国内時計市場に関する調査を実施(2026年)
2025年の国内ウォッチ市場は高水準で推移
~ブランド価値の向上と高付加価値商品の展開が市場を下支え~
1.市場概況
一般社団法人日本時計協会データによると、2025年の国内ウォッチ(腕時計)市場規模は、小売金額ベースで前年比98.6%の1兆2,919億円となった。2024年に1兆3,104億円の高水準に達したものの、訪日中国人観光客の需要が低迷したことなどの影響を受け、2025年の国内ウォッチ(腕時計)市場規模は前年をわずかに下回ったものの、引き続き1兆円を大きく超えた。
国内ウォッチ(腕時計)市場では、高級腕時計を中心とした底堅い需要が継続しており、各メーカーは価格競争から付加価値競争へと軸足を移し、プレミアムブランドの強化や高価格帯商品の投入を積極的に推進している。また、機械式時計や限定モデルへの関心も高く、時計を資産として保有するといった価値にも引き続き注目が集まっている。
一方で、物価上昇による節約志向やインバウンド需要の変化など市場環境は転換期を迎えており、今後はブランド価値の向上や高付加価値商品の展開が市場を下支えしていくものと考える。
2.注目トピック
ブランドコミュニティ・顧客体験の強化
近年、高級腕時計市場では、時計そのものの価値だけではなく、ブランドの世界観や特別な体験を提供する取り組みが広がっている。各ブランドでは、新製品発表会や展示会、ポップアップストア、工房見学、オーナー限定イベントなどを積極的に開催し、顧客との長期的な関係構築を重視するマーケティングへとシフトしている。また、直営ブティックでは予約制サロンやVIPラウンジを設けるなど、一人ひとりに合わせた接客サービスを充実させる動きも目立つ。時計を販売するだけでなく、ブランドの歴史やクラフトマンシップ、ライフスタイルを体感できる場を提供することで、ロイヤルカスタマー(優良顧客)との関係を醸成し、継続的なブランド価値の向上につなげる戦略が、今後さらに重要になると考える。
3.将来展望
2026年の国内ウォッチ(腕時計)市場規模は、小売金額ベースで前年比102.9%の1兆3,300億円を予測する。 インバウンド需要が引き続き市場を下支えするほか、高価格帯商品や限定モデルの継続的な投入、ブランド価値や顧客体験を重視したマーケティング施策の強化などにより、緩やかな成長基調に転じると予測する。

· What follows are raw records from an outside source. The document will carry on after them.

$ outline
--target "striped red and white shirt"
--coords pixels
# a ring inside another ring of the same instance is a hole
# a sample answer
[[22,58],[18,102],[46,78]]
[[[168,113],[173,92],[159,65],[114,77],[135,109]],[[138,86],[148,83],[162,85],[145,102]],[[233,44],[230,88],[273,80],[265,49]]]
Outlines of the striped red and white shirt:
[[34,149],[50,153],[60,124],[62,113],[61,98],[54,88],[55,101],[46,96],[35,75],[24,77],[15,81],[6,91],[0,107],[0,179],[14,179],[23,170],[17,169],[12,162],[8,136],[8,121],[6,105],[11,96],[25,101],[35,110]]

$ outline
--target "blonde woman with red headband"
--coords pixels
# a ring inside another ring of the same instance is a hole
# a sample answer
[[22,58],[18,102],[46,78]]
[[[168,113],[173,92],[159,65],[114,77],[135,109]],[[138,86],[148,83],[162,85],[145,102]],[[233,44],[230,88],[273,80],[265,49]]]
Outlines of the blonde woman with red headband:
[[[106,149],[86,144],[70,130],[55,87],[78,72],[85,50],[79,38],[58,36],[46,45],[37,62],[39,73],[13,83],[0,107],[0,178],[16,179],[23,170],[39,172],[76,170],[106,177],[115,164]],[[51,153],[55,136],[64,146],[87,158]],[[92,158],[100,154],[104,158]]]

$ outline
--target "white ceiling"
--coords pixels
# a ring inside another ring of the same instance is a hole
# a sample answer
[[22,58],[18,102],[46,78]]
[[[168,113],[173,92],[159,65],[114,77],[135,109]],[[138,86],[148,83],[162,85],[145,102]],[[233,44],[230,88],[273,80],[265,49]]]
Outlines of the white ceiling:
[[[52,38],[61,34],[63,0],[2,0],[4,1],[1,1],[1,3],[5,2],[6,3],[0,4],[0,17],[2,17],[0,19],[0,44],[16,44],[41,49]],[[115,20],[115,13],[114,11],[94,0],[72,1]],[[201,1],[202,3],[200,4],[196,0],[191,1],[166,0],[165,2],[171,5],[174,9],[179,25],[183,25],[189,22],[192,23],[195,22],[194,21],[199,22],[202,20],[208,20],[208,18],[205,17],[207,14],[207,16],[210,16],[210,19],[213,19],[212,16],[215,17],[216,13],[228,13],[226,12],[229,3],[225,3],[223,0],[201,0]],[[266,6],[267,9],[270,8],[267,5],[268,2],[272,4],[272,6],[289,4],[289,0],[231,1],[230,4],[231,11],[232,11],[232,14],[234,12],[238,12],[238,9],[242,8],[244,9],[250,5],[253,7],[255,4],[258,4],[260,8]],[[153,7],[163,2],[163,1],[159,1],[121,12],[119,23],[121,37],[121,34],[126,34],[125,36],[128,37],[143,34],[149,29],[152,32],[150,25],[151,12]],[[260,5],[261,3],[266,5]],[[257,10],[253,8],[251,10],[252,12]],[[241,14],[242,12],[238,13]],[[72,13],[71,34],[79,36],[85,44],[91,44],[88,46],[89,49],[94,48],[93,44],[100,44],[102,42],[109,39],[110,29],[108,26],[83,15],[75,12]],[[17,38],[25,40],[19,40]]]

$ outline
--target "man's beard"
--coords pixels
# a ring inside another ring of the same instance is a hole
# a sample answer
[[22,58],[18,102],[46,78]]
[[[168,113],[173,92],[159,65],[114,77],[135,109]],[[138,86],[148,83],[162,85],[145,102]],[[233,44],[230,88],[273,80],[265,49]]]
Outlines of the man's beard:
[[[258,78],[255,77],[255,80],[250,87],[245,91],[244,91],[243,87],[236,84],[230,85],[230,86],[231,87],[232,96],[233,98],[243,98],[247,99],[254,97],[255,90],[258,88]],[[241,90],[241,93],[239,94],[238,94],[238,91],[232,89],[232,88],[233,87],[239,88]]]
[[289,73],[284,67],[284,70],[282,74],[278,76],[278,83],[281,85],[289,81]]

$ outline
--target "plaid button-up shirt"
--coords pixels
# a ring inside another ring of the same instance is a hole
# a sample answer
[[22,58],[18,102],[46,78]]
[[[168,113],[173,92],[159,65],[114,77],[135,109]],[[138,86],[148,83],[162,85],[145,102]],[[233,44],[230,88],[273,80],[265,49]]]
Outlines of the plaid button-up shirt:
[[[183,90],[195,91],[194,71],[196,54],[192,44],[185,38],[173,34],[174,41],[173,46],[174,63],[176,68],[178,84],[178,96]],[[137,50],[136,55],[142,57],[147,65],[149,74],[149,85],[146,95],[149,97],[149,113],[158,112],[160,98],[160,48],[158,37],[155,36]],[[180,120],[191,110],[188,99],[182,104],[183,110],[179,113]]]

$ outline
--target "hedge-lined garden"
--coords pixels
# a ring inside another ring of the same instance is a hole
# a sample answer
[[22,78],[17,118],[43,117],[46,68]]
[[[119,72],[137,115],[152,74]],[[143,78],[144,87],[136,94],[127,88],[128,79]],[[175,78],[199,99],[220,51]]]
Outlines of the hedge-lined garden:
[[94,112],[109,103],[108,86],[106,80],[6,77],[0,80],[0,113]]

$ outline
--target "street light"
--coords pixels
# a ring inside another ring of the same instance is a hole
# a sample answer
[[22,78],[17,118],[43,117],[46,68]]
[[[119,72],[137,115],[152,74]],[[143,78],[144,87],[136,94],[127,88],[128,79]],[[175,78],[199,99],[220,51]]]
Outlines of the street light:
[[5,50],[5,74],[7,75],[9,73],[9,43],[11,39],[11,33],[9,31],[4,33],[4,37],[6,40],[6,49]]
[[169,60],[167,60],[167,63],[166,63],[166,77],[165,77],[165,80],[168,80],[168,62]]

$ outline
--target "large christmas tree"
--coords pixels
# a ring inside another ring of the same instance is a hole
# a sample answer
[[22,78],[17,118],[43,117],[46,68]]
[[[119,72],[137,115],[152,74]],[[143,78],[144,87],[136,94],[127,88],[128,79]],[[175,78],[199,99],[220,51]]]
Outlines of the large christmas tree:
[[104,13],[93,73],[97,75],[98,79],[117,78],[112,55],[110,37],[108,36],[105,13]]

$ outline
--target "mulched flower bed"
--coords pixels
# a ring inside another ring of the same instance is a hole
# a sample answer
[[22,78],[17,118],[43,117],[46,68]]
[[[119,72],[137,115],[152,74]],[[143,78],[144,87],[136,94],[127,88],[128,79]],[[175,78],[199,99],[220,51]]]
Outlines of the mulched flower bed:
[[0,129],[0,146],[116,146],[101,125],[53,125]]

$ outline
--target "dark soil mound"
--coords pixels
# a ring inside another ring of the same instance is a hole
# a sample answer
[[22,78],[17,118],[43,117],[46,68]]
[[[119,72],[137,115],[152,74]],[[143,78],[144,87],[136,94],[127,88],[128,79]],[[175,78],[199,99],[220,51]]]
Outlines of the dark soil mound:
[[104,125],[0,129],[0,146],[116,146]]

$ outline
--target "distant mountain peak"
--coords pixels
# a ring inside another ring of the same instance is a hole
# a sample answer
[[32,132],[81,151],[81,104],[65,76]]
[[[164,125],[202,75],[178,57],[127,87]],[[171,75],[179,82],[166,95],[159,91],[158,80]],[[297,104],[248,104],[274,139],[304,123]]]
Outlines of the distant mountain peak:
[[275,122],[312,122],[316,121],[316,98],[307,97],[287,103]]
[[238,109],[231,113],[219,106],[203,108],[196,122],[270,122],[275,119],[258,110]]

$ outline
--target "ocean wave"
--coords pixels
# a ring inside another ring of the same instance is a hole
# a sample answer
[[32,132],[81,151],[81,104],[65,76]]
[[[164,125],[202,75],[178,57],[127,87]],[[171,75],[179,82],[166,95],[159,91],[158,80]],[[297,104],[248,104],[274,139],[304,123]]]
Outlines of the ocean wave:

こうした市場規模の拡大が見込まれる背景には、原材料費や人件費、物流コストの上昇に伴う価格改定に加え、高価格帯商品の販売が好調であることも影響しており、数量ベース以上に金額ベースで市場規模が押し上げられるものと考える。
出典資料について
2026年版 時計市場&ブランド年鑑
価格(税込): 165,000円 (本体価格 150,000円)
調査要綱
2.調査対象: 時計関連企業(メーカー・卸売業・小売業)、関連団体等
3.調査方法: 当社専門研究員による直接面談(オンライン含む)、電話・e-mailによるヒアリング、郵送アンケート調査、ならびに文献調査併用
<国内ウォッチ(腕時計)市場とは>
本調査における国内ウォッチ(腕時計)市場は、国産ウォッチ、インポートウォッチ、スマートウォッチ等を対象とし、2019年~2025年の市場規模データ(実績値)は一般社団法人日本時計協会の資料から引用している。